Chico Buarque por Fito Páez: o nosso inferno tão temido

Chico Buarque é um dos mais precisos e inspirados artistas latino-americanos. Porém, com Essa gente, o seu romance mais recente, esse olhar parece atingir uma amplitude inédita: Manuel Duarte, um escritor sexagenário, deambula pelo Rio de Janeiro e guia-nos por uma divina comédia de exclusão e privilégio. Um músico negro crivado de balas pela polícia, um decreto que facilita o uso das armas de fogo, um jato privado cheio de cocaína, as luxuosas festas da nova casta política, uma manifestação reprimida com ferocidade, um sem-abrigo brutalmente espancado, um casal gay violentado pelo poder evangelista, o elegante bairro do Leblon e a dura realidade da favela do Vidigal…

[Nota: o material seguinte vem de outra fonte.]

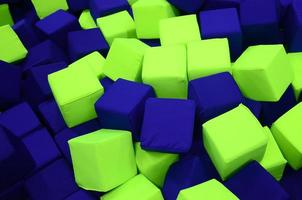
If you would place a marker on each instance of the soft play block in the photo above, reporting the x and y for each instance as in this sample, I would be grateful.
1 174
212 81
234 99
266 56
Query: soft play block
75 90
98 155
168 125
52 182
222 23
137 187
233 139
111 26
208 57
127 114
165 69
211 189
147 15
286 133
81 43
214 95
125 59
179 30
154 165
261 185
273 160
261 72
11 48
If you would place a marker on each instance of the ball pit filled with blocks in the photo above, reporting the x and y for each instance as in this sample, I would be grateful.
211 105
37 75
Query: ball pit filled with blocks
150 99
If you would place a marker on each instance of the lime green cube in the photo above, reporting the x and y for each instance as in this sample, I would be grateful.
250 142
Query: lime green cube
263 73
179 30
125 59
233 139
147 15
154 165
103 160
75 90
273 160
45 8
210 190
11 48
138 187
287 133
165 69
208 57
117 25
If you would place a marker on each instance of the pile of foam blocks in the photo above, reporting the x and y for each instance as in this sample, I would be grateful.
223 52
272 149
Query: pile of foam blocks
150 99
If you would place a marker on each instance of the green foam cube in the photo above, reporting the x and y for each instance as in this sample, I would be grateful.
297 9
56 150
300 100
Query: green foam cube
262 72
76 89
287 133
125 59
139 187
233 139
209 190
117 25
147 15
11 48
45 8
179 30
165 69
208 57
154 165
273 160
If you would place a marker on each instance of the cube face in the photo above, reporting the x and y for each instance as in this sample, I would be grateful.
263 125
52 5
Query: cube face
94 166
222 135
208 57
179 30
164 68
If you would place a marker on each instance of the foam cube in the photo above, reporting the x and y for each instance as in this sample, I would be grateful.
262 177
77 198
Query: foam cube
230 144
125 59
97 156
211 189
127 114
179 30
154 165
165 69
76 99
81 43
111 26
147 15
261 72
168 125
286 133
214 95
222 23
138 186
11 48
208 57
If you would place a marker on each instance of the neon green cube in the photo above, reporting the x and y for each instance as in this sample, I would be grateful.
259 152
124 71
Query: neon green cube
76 89
125 59
210 190
45 8
273 160
11 48
138 187
165 69
263 73
103 160
179 30
147 15
208 57
287 133
233 139
117 25
154 165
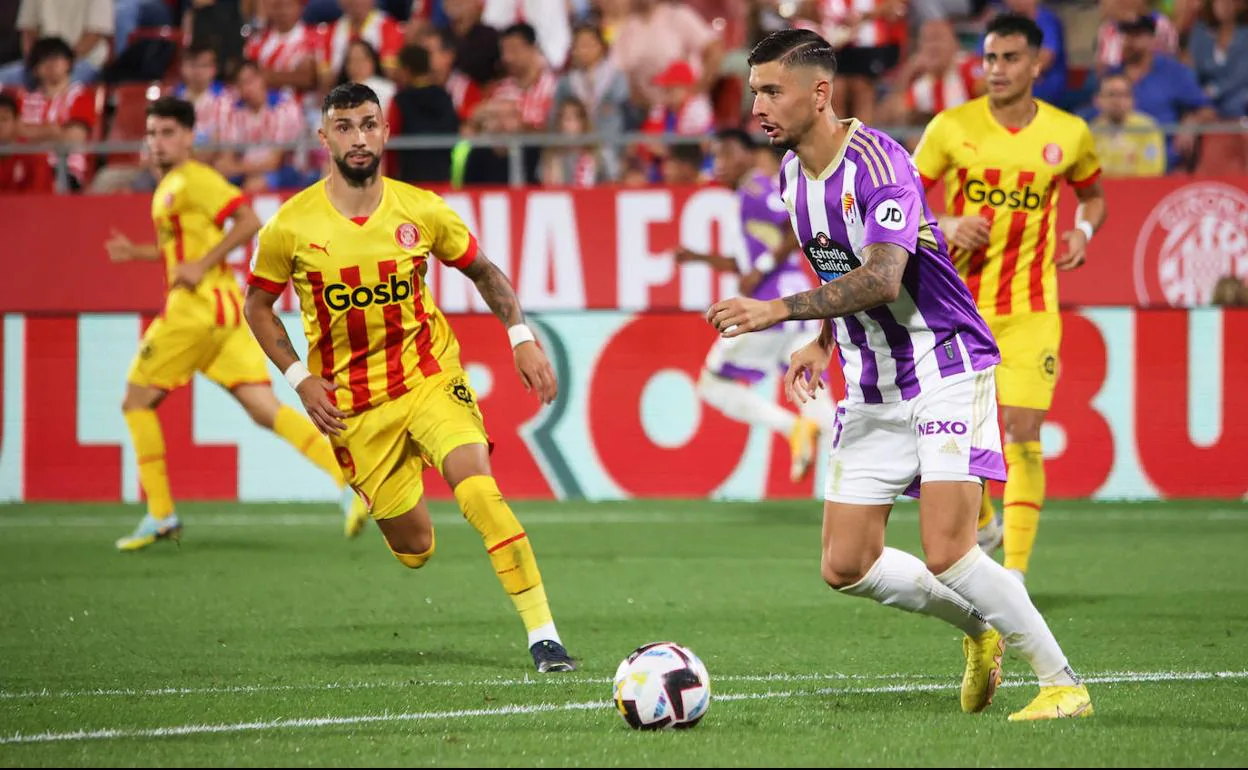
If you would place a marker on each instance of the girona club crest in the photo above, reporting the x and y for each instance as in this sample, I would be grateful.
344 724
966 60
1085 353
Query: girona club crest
407 235
1193 236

Fascinado com este romance e devoto da obra de Buarque, o grande compositor argentino Fito Páez entrevistou-o para se embrenhar ainda mais neste fresco de vozes e personagens que, nas suas feridas e tragédias pessoais, reconstroem a memória fragmentada de um Brasil assolado pela injustiça e pelos processos políticos dos últimos anos.

 

Por Fito Páez

 

Essa gente de Chico Buarque é a porta de entrada para o século XXI. Ficam para trás os escritores vaidosos que estão apaixonados pelo som da sua voz, as vozes moralistas da esquerda em tom de manual de autoajuda, a correção política, as palavras e as cenas que não se podem contar no mainstream. É um romance que funciona como um cântaro de água fresca. Pura vida a brotar da imaginação de um artista que não conhece limites. Aposto uma bebida com quem quiser que cada leitor se sentirá identificado e interpelado por alguma das personagens desta obra coral que finalmente, e como os grandes livros, consegue o impossível: contar tudo.

 

Acho que Essa gente é o tipo de livro que deixa o leitor enfeitiçado sem conseguir largá-lo até chegar ao fim. Portanto, como primeira pergunta, gostaria de saber quais são as armas para manter a atenção do leitor.
Muitas vezes leio artigos nos jornais sobre workshops de criação literária. Acho que é possível ensinar certas técnicas de escrita, sobretudo se falarmos de guiões cinematográficos ou para televisão, onde, geralmente, se trabalha em equipa. Mas o trabalho do romancista costuma ser solitário: o escritor e o leitor são a mesma pessoa. Escrevo pelo prazer de ler, para manter a atenção desse leitor que sou eu próprio.

 

Na realização desta obra existe uma vitalidade transbordante e definitivamente incorreta quanto aos cânones do que se supõe que deve ser um «escritor latino-americano». No meu mapa situo-te por momentos mais perto de Copi ou de Fogwill na utilização descarada do absurdo, no tipo de ficção, nos sonhos, disrupções de edição, etc., e, sem dúvida, afastado da tradição épica, utópica e um pouco solene do bureau do boom latino-americano do século passado. Tens alguma ideia a esse respeito que queiras comentar connosco ou parece-te um conceito ultrapassado?
A minha formação literária é bastante heterogénea. Infelizmente não conheço a obra de Copi nem a de Fogwill, mas li e valorizo muitos autores latino-americanos, até os do boom do século passado. Há mais de sessenta anos que tenho o hábito da leitura, o que não me converteu num homem especialmente culto, talvez porque costumo esquecer o que leio. No outro dia, por exemplo, pus-me a procurar um excerto de um conto do Cortázar, do qual tinha uma vaga lembrança. Não encontrei o que procurava, mas a minha pesquisa infrutuosa levou-me a reler o livro inteiro como se fosse a primeira vez. Isso chama-se serendipidade, não é?

 

Há muito tempo que não me ria tanto ao ler um livro. Ou melhor, deparei-me com um texto inusual na minha condição de leitor desorganizado dos teus romances. Senti um grande prazer ao descobrir que o escritor de Construção, Eu te amo e Retrato em Branco e Preto tinha não só as habilidades para descrever a melancolia e o sofrimento do amor como protagonista e o drama social como testemunha em Construção, sem contar com o preciso relato da sua árvore genealógica em Paratodos e a vida canalha do jovem que foi em A foto da capa, mas também a relaxada capacidade para elaborar os avatares de comédia de Duarte, que me levaram a um Woody Allen carioca que nos cativa pelas suas inevitáveis qualidades de anti-herói moderno. Gostaria que te espraiasses por esta «dicotomia», que me parece muito estimulante e pouco comum noutros artistas.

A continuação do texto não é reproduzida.